We are steeped in sin. We are men and women of unclean lips living among a people of unclean lips. And the lips only reveal what is in the heart.

No, the Christian is very much still dealing with sin every day. And the danger to fellowship with God, John says, is not so much in the sin, but in the denial of it. That’s what destroys fellowship.

In fact, it’s only the servant of God who really gets it where sin is concerned. The sinner in the world, oblivious to the nature of God and the magnitude of his own failure, sees himself as really not such a bad sort. This is the wickedness and the giant, screaming falsehood of systems of religion that imply, suggest or teach that there is anything at all that one can do — any act or combination of acts one can perform — that will appease God or bring man closer to God.

These systems both soft pedal and soft peddle the vileness of sin. They utterly underestimate the holiness of God. In him is no darkness at all.

God’s Provision

John stresses both truths here: God is absolutely holy, and we remain, though saved by grace, both sinful and sinners. But he goes on to say “If anyone sins, we have an advocate with the Father”. Provision for our sin and failure has already been made.

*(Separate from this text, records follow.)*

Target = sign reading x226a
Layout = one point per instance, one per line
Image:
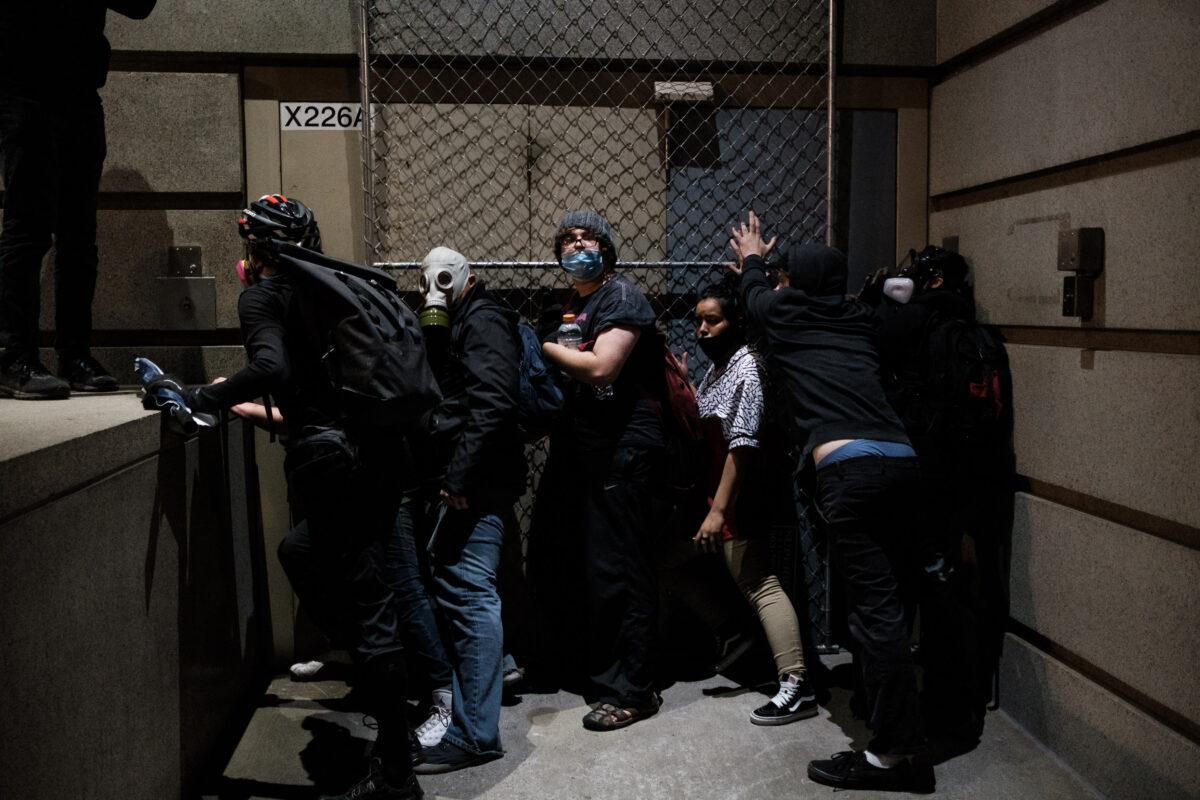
(321, 116)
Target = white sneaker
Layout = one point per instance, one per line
(306, 669)
(430, 732)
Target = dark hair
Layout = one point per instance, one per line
(725, 293)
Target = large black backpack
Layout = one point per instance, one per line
(369, 342)
(540, 396)
(961, 392)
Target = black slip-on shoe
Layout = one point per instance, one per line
(376, 787)
(851, 770)
(85, 374)
(27, 378)
(448, 757)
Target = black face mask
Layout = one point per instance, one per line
(720, 348)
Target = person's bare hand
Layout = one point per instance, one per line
(455, 501)
(711, 533)
(748, 241)
(243, 409)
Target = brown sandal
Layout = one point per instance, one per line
(607, 716)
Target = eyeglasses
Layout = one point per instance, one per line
(565, 240)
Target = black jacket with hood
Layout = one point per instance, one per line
(54, 49)
(473, 444)
(821, 349)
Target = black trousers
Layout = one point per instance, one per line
(595, 523)
(53, 152)
(334, 560)
(870, 506)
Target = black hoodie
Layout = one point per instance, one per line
(473, 445)
(820, 349)
(54, 49)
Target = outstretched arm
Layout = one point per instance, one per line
(750, 252)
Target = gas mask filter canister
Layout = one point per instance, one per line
(246, 272)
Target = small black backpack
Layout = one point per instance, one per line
(369, 342)
(964, 394)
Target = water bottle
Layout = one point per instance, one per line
(570, 334)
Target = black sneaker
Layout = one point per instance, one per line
(795, 701)
(448, 757)
(85, 374)
(27, 378)
(851, 770)
(375, 787)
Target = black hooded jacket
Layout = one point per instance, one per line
(57, 49)
(473, 443)
(820, 349)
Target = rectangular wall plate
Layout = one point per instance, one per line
(1081, 250)
(186, 304)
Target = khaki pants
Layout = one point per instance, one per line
(747, 559)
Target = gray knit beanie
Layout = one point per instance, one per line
(595, 223)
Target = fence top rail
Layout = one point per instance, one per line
(531, 265)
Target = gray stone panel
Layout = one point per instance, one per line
(1117, 76)
(127, 627)
(963, 24)
(133, 251)
(885, 32)
(1103, 590)
(51, 447)
(1117, 749)
(1123, 431)
(1150, 239)
(172, 132)
(321, 26)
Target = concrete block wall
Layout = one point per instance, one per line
(1085, 114)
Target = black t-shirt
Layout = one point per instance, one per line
(627, 413)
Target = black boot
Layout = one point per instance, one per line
(25, 378)
(85, 374)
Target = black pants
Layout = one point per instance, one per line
(870, 507)
(595, 523)
(334, 560)
(53, 152)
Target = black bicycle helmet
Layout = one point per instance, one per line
(935, 263)
(274, 216)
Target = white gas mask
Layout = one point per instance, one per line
(444, 274)
(899, 289)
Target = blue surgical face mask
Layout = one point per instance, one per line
(583, 264)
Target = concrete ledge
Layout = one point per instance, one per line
(48, 447)
(132, 597)
(1116, 747)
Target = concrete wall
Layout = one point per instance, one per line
(131, 590)
(1090, 119)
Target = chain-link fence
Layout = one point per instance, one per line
(490, 120)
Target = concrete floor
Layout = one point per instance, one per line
(701, 746)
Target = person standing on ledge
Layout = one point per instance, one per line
(53, 60)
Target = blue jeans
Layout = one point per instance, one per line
(465, 554)
(414, 607)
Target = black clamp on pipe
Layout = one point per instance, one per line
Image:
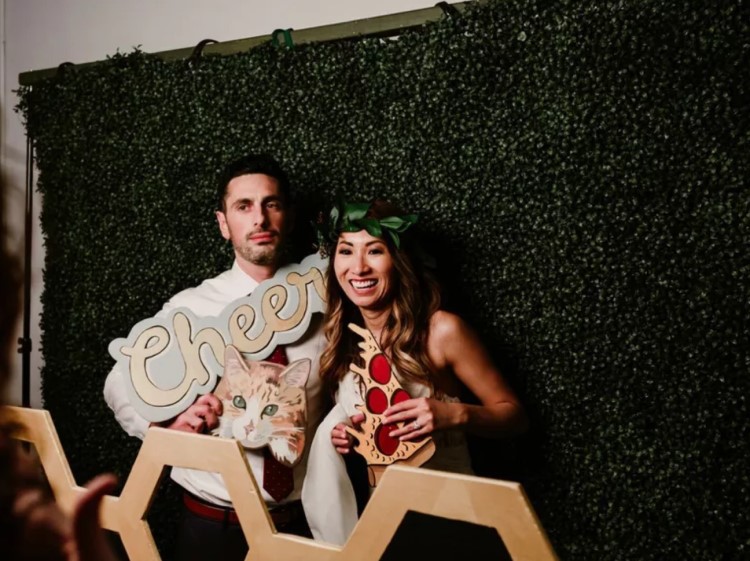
(286, 33)
(198, 50)
(449, 10)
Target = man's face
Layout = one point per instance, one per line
(256, 219)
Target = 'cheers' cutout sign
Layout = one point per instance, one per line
(169, 361)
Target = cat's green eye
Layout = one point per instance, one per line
(270, 410)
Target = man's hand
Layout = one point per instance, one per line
(88, 540)
(201, 416)
(341, 439)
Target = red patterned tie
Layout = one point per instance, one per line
(278, 479)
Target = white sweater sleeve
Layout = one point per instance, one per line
(117, 398)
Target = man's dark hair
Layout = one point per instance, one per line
(253, 163)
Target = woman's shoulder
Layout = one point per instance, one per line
(445, 327)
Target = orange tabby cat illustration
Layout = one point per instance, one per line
(264, 405)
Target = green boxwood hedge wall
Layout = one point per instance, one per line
(583, 167)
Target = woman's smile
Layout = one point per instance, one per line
(364, 269)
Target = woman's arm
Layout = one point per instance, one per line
(453, 345)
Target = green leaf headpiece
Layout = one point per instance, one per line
(352, 217)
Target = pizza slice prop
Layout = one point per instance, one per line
(381, 390)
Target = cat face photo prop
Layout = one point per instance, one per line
(167, 362)
(381, 390)
(264, 405)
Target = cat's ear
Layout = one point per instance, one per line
(233, 360)
(296, 374)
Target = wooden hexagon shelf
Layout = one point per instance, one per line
(499, 504)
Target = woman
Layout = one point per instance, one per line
(376, 279)
(378, 282)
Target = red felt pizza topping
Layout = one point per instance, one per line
(399, 396)
(377, 401)
(384, 441)
(380, 370)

For all of the Lord’s servants who recognize in the presence of God their own complete inadequacy, the Lord provides what they need: reassurance of the fact that God is perfectly capable of dealing with the issue — and a job to do despite it:
  • Isaiah, worried about the sinfulness of his speech, receives a burning coal from the altar as a remedy with the reassuring message that “your guilt is taken away, and your sin is atoned for”, and then is promptly told “Go, and say to this people …” The man of unclean lips is given a job to do with his lips.
  • Peter receives a boatload of fish after an entire night of fruitless effort. Far from jumping for joy at the catch, he feels terrified, inadequate and occupied with his own sinfulness. He thought the solution was for the Lord to give up on him entirely. Maybe that would actually be easier. But the Lord reassures him, “Do not be afraid” and gives him a bigger and more important task to perform, saying “from now on you will be catching men.”
  • A dead man is no use to anyone. John, lying at the feet of the glorified Christ like a dead man, receives first of all the reassuring touch of the Saviour: “He laid his right hand upon me”, and much the same message: “Do not be afraid”, followed by the command, “Write therefore …”
Do you ever feel inadequate to the task of serving God and having fellowship with him? You absolutely should. But we need to remind ourselves that the Lord both takes our sinfulness and inadequacy into account in all his dealings with us, that he has made provision for it in the person of his Son.

And he’s given us a job to do in spite of it.